To overcome these two primary hindrances, the following strategy is recommended:
· Use the simplified partograph developed by WHO. It includes the essential features of most of the partographs currently in use.
· Introduce this partograph to decision-makers at Ministries of Health, as well as to leaders of the profession in each country, especially to those in teaching hospitals.
· Implement this partograph initially in teaching hospitals and referral centres. Its application can then be extended to health centres.
· Encourage medical and midwifery schools to teach the principles and use of the partograph, and to include it in the curriculum.
· Encourage research into all aspects of the application of the partograph. This research should include evaluation of training programmes, as well as investigation of the impact of the partograph on labour management and on adverse outcomes of labour. Particularly needed is research into the use of the partograph as a referral tool in labour. The WHO multicentre trial has emphatically confirmed the value of the partograph in hospital practice.
It is realized that in many developing countries the formal health care system does not look after all pregnant women. If efforts do not go beyond the formal sector, it is unlikely that the existing appalling maternal mortality and morbidity will be influenced very much. Therefore efforts should be made to reach pregnant women outside the formal health care system. This can be done in a variety of ways:
· Traditional birth attendants (TBAs) should be involved as much as possible as agents of change. They should participate in conveying messages to pregnant women and village elders about the need to seek assistance early during pregnancy and labour.

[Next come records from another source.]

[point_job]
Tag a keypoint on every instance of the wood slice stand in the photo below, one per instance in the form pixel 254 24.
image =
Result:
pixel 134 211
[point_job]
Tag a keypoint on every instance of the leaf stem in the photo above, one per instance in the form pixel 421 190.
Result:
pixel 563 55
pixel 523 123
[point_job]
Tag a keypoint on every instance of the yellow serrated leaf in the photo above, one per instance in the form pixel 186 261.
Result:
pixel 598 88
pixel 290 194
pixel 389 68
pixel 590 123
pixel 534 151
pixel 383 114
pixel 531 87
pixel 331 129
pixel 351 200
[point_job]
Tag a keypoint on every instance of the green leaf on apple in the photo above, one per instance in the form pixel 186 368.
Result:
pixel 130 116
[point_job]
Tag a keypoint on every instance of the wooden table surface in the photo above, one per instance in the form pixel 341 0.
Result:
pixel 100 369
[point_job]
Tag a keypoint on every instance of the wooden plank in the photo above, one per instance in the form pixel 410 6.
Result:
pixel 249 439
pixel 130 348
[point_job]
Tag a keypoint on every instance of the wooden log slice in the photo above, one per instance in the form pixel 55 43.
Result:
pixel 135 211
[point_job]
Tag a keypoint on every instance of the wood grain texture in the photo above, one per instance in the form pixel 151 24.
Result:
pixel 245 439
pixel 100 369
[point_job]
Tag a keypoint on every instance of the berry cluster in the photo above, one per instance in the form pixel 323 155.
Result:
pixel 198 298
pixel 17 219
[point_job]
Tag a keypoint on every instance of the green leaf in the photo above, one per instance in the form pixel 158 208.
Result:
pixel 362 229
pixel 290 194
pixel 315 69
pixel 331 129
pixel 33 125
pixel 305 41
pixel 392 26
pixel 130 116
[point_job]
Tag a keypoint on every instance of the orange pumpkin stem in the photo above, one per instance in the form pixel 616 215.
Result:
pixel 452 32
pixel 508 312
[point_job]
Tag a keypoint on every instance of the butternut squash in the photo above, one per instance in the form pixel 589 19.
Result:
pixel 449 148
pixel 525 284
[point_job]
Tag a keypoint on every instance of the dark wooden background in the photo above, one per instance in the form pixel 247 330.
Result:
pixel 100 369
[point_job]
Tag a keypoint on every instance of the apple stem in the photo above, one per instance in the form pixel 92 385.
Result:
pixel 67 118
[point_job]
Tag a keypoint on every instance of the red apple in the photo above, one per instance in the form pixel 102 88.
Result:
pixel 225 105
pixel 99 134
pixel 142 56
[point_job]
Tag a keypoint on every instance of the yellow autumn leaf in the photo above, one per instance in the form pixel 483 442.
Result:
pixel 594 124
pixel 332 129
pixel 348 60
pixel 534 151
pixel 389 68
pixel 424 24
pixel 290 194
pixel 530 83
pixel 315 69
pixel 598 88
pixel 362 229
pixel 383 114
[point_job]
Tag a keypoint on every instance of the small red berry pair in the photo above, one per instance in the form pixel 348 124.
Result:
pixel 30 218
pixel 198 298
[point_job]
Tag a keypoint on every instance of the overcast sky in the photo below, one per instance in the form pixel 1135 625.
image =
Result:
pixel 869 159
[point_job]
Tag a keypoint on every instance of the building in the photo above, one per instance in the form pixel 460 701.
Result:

· In those countries where mutual respect exists between trained midwives and TBAs, the latter have been persuaded to refer women in labour not later than 12 hours after they receive them. This experience should be emulated in other countries.
· Other methods of communication should be used as much as possible (e.g. village health committees, the radio, church groups, newspapers) to convey to rural communities the message that delayed labour can lead to problems for the mother and her baby and that help should be sought early (within 12 hours of the onset of labour).
· It is also hoped that the improved results in labour management that should result from the use of the partograph will increase the credibility of the formal health care system and encourage more women to seek assistance early in labour.